As Greece’s second bailout program came to an abrupt end on Tuesday night, the Greek government made a new last-ditch proposal to its lenders amid disputes within the cabinet about what route the coalition should follow.
Eurozone finance ministers are to convene by teleconference Wednesday morning after an emergency session on Tuesday to discuss a last-minute request by the Greek government for an extension to the country’s second bailout and a new aid package. The finance ministers rejected the request for the extension almost immediately, as the second bailout had been due to expire in just a few hours. But they are to hold talks again on Tuesday on Greece’s request for a two-year program with the European Stability Mechanism which foresees some 30 billion euros in funding. Greek Finance Minister Yanis Varoufakis promised to submit to his eurozone peers a document setting out specific economic measures that will be based on the proposals submitted by creditors.
Greece’s request for the extension and the new program were submitted to eurozone officials on Monday in a letter from Prime Minister Alexis Tsipras which also seeks a restructuring of the country’s debt. The debt request was basically rejected by eurozone finance ministers who said the issue cannot be addressed at the current time, Kathimerini understands.
After Monday’s meeting Eurogroup President Jeroen Dijsselbloem said the Greek government stance toward its creditors would have to change before they could consider further financial assistance. Dijsselbloem said Greece was welcome to request a new aid program, as a member of the eurozone, but indicated that it would come with tough conditions. “That is quite a procedure to go through.” “In the meantime the situation in Greece – the economy, the Greek banks – has deteriorated, unfortunately even more, so that’s a difficult path to consider.”
The new proposal came after disagreements within the government about the decision not to reach an agreement with creditors last week and Tsipras’s choice of holding a referendum on the institutions’ proposals.
Deputy Prime Minister Yiannis Dragasakis, Economy Minister Giorgos Stathakis, Alternate Minister for International Economic Affairs Euclid Tsakalotos and cabinet secretary Spyros Sagias are all thought to have objected to the failure to seal a deal with the lenders. They opposed the decision to hold a referendum on the institutions’ proposals.
Sources said that two government ministers submitted letters of complaint when Tsipras decided on Friday night to call a referendum. It also appears that some ministers have even hinted at resignation but have held off because of the upcoming plebiscite.

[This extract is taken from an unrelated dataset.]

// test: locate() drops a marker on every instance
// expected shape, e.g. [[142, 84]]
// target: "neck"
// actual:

Speaking to ERT on Tuesday night, Dragasakis suggested that the coalition could call off the referendum if it reaches an agreement with lenders. “The government can decide to do something different,” he said. “This is a political issue, after all. The referendum was called so it would lead to an agreement with specific criteria but this displeased some people because our partners have become used to people saying yes.”